Direct design of biquad filter cascades with deep learning by sampling random polynomials

TL;DR

This paper introduces a neural network-based method for directly designing biquad filter cascades by sampling random polynomials, achieving faster and more accurate filter coefficient estimation compared to traditional techniques.

Contribution

It presents a novel deep learning approach that maps target responses to filter coefficients, trained on diverse random filters for improved generalization and efficiency.

Findings

Faster filter design compared to traditional methods.

More accurate filter coefficient estimation.

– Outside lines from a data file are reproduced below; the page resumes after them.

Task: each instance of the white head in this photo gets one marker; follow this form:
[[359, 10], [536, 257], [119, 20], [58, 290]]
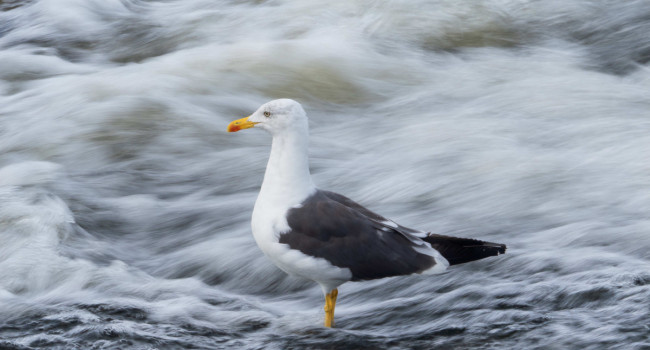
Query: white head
[[276, 117]]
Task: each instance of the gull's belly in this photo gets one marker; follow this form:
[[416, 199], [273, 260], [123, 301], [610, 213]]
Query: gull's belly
[[267, 235]]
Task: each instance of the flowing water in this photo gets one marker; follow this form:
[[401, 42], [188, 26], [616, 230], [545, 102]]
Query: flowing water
[[125, 205]]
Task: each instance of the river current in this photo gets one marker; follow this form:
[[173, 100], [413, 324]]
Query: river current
[[125, 205]]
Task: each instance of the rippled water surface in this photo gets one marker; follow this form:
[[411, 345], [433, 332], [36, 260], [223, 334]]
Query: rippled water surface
[[125, 205]]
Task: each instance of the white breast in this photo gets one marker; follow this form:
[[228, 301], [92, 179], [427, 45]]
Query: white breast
[[268, 223]]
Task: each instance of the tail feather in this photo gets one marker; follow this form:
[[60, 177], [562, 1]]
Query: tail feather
[[461, 250]]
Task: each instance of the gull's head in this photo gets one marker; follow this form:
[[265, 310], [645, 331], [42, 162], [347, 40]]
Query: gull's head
[[277, 116]]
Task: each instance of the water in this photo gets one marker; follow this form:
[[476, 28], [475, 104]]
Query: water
[[125, 206]]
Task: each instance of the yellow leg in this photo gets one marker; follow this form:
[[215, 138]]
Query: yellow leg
[[330, 303]]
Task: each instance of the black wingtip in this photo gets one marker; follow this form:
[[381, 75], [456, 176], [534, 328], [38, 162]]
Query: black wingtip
[[461, 250]]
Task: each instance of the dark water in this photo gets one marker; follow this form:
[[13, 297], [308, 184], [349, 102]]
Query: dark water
[[125, 206]]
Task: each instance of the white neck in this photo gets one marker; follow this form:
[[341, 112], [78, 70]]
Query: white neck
[[287, 180]]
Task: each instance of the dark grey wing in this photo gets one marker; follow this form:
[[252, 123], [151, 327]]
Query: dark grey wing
[[349, 236]]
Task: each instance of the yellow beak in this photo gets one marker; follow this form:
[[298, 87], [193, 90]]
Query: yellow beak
[[240, 124]]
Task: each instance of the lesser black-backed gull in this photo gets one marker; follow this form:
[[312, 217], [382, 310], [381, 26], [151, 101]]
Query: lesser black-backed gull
[[326, 237]]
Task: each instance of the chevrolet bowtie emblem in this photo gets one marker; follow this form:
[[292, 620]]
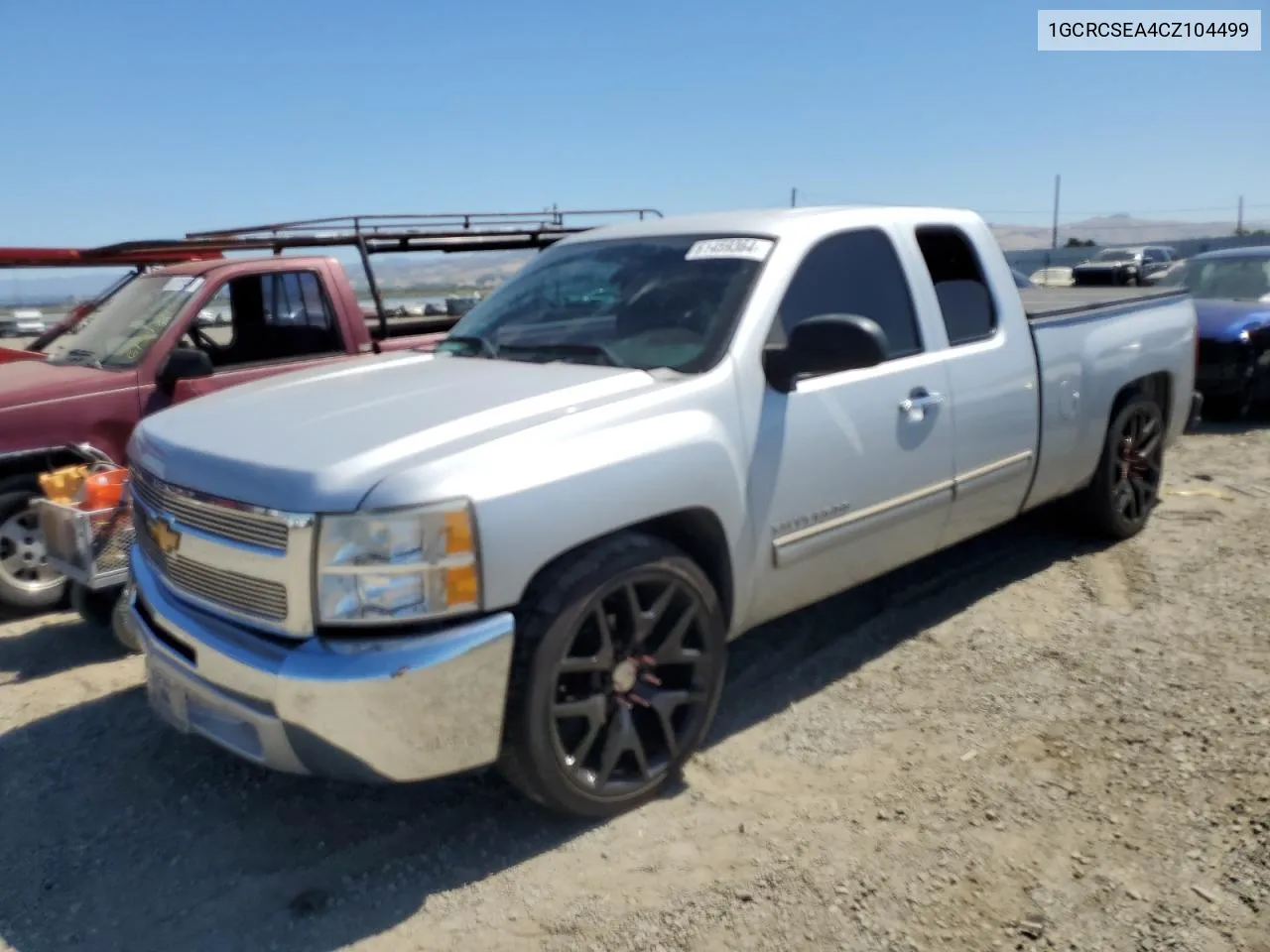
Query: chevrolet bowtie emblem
[[164, 536]]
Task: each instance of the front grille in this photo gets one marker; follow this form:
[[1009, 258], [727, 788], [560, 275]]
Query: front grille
[[234, 590], [216, 518]]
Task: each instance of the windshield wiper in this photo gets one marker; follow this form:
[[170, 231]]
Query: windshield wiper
[[483, 345], [85, 358], [567, 349]]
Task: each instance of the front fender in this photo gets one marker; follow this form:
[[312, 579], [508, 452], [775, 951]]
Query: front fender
[[535, 502]]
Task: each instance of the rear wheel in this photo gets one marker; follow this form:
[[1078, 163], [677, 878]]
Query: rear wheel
[[105, 611], [27, 581], [616, 678], [1125, 489]]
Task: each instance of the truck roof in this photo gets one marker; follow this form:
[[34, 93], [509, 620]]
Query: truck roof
[[195, 268], [774, 222]]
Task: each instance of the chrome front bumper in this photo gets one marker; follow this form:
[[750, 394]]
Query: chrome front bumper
[[371, 710]]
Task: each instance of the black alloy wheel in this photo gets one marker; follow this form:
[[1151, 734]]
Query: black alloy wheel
[[617, 676], [1139, 462], [1125, 489], [631, 688]]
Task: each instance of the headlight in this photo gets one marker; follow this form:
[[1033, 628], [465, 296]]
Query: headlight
[[398, 565]]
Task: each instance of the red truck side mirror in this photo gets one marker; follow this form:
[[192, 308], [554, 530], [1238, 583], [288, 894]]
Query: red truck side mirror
[[185, 363]]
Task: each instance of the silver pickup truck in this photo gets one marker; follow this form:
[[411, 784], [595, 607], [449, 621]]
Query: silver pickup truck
[[531, 547]]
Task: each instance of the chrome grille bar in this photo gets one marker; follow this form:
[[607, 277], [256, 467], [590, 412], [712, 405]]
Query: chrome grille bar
[[218, 518], [249, 563], [234, 590]]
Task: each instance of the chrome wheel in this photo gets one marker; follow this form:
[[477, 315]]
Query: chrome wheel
[[23, 558]]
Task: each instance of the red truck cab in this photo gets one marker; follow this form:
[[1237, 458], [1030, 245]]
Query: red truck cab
[[203, 324], [145, 349]]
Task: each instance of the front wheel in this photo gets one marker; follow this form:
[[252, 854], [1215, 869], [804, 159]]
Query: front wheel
[[1125, 489], [616, 676], [28, 583]]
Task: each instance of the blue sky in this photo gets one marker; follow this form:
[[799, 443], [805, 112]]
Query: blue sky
[[146, 119]]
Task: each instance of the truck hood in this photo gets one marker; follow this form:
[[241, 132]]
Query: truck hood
[[1224, 320], [28, 382], [320, 439]]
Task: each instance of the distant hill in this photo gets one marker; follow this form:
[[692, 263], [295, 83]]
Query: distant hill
[[485, 270], [1111, 230]]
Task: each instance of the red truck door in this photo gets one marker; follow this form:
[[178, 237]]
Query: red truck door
[[257, 325]]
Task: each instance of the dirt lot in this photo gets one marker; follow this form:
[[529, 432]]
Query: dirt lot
[[1026, 743]]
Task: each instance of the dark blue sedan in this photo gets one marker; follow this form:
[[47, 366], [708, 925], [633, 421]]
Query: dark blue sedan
[[1232, 299]]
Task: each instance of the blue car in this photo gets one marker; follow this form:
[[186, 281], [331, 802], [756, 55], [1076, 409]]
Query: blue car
[[1232, 301]]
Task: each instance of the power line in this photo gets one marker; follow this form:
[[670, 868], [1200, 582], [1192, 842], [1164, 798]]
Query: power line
[[822, 198]]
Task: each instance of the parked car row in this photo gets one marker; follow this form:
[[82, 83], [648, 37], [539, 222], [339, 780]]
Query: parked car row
[[526, 543], [1232, 299], [1124, 266]]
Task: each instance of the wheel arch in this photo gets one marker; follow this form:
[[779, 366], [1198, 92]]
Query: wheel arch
[[697, 530], [1155, 386]]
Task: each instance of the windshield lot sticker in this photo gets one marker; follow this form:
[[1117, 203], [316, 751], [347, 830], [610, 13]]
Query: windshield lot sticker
[[183, 285], [751, 249]]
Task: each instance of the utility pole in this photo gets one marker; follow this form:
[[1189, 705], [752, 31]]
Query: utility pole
[[1053, 239]]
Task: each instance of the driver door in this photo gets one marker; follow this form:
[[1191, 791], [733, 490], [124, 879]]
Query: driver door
[[857, 465], [255, 326]]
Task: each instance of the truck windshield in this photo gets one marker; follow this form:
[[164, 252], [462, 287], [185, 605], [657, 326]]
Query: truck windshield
[[123, 329], [1224, 278], [649, 302]]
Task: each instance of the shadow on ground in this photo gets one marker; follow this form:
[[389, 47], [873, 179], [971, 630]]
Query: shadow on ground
[[54, 648], [119, 834]]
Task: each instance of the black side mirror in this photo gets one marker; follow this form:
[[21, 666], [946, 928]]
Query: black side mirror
[[185, 363], [828, 343]]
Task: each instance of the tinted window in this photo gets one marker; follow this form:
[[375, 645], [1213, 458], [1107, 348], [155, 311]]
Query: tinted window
[[855, 272], [964, 298], [295, 298]]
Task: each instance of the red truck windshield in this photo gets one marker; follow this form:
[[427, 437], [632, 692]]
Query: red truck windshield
[[123, 329]]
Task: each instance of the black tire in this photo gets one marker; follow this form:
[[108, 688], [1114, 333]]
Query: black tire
[[1125, 488], [554, 685], [19, 589], [121, 627]]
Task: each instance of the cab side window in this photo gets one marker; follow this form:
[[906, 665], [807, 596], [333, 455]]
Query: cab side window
[[271, 317], [853, 273], [965, 301]]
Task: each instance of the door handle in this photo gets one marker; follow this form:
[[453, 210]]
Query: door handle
[[920, 403]]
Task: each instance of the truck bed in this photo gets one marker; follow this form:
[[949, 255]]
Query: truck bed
[[1047, 303]]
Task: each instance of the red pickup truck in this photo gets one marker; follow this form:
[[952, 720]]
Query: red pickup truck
[[157, 340]]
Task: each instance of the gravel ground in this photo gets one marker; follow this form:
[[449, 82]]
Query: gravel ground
[[1025, 743]]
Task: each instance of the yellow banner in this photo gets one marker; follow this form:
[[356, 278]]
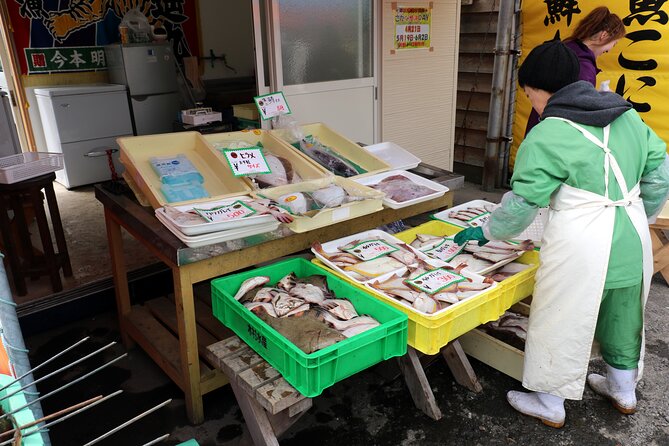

Better generalization to real-world filters.

Abstract

Designing infinite impulse response filters to match an arbitrary magnitude response requires specialized techniques. Methods like modified Yule-Walker are relatively efficient, but may not be sufficiently accurate in matching high order responses. On the other hand, iterative optimization techniques often enable superior performance, but come at the cost of longer run-times and are sensitive to initial conditions, requiring manual tuning. In this work, we address some of these limitations by learning a direct mapping from the target magnitude response to the filter coefficient space with a neural network trained on millions of random filters. We demonstrate our approach enables both fast and accurate estimation of filter coefficients given a desired response. We investigate training with different families of random filters, and find training with a variety of filter families enables better generalization when estimating real-world filters, using head-related transfer functions and guitar cabinets as case studies. We compare our method against existing methods including modified Yule-Walker and gradient descent and show our approach is, on average, both faster and more accurate.